In 2003, amidst my career as a classical musician, I developed a universal theory of music. I set out to discover why humans have an emotional response to music and found that it’s tied to the sounds we heard when our brains are developing. For example, it’s because we heard our mother’s pulse in the womb that we like drums in our music; the sound intrigues us because it evokes heartbeats. It’s no coincidence that our mother’s resting heart rate is almost exactly the same pace as music we find relaxing….  If my ideas about the universal nature of music were correct, I figured I should be able to write songs that affect other species by taking into account the sounds they hear when their brains are developing. My first project was composing music for monkeys. Because of their high-pitched voices and fast pulse, I wrote songs at higher pitch and with a faster pace than human music. To test the music, I teamed up with University of Wisconsin psychology professor Charles Snowdon and played those two songs for cotton-top tamarins. It worked! They relaxed for the tranquil tunes and jumped around during the heavy metal music. The scientific community took notice and my theory was published by the Royal Society as well as Oxford University Press.

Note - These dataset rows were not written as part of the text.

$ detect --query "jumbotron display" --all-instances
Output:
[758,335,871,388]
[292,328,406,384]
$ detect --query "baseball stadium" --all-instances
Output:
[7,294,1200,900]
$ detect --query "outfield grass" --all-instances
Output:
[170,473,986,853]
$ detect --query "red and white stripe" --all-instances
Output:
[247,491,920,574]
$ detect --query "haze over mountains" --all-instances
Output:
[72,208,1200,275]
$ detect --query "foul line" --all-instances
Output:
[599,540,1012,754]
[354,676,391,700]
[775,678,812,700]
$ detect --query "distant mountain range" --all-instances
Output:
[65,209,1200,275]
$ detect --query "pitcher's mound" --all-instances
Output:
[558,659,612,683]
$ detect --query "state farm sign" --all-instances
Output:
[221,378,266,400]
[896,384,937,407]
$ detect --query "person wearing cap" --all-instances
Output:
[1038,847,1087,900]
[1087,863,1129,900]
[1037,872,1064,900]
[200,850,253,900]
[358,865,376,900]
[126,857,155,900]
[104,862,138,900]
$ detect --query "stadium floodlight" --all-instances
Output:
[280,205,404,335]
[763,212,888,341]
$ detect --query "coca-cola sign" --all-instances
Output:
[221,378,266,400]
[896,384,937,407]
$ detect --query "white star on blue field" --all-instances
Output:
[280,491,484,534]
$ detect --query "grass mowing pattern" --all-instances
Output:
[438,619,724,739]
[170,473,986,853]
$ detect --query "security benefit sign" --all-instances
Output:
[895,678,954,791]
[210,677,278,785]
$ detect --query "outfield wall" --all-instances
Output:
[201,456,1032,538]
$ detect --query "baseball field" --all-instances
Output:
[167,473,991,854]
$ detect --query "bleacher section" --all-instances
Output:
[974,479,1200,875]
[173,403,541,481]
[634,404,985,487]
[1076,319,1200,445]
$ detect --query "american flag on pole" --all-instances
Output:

Teie subsequently studied how cats responded to music based on the sounds, pitches, and rhythms to which their brains are tuned developmentally. With a brain only a small fraction of the size at birth of what it will be at 10 weeks, felines establish their sense of music through the sounds heard after they’re born, such as suckling for milk or their mother’s purr or the chirping of birds. Teie’s music for cats uses natural vocalizations and matches them to a cat’s frequency range and highly sensitive auditory capabilities (cats use 25 percent of their brains to support hearing functions, compared to only 3 percent of the human brain). The cats in Teie’s study responded positively to the music composed for them, while remaining indifferent to human music. “The results were clear. For the first time in history, we’d created real animal music.” In 2009, the New York Times hailed Teie’s species-specific music for cats as the #1 idea of the year.

In 2015, Teie launched his Music for Cats Kickstarter, with the goal of raising $20,000 to support the costs of composing, recording, and packaging an album of music specifically created for cats. As he noted at the time, music-creation software and hardware was designed for human listeners. In order to produce the music, Teie needed to modify instruments and use extensive post-recording editing to create the cat-appropriate sounds. In some cases, the sounds were so fast and the frequencies so high that he needed to compose and record the music at 1/3 of the pace and then increase the playback speed, which required him to compose and record 3 minutes of music for every minute of music heard in the song.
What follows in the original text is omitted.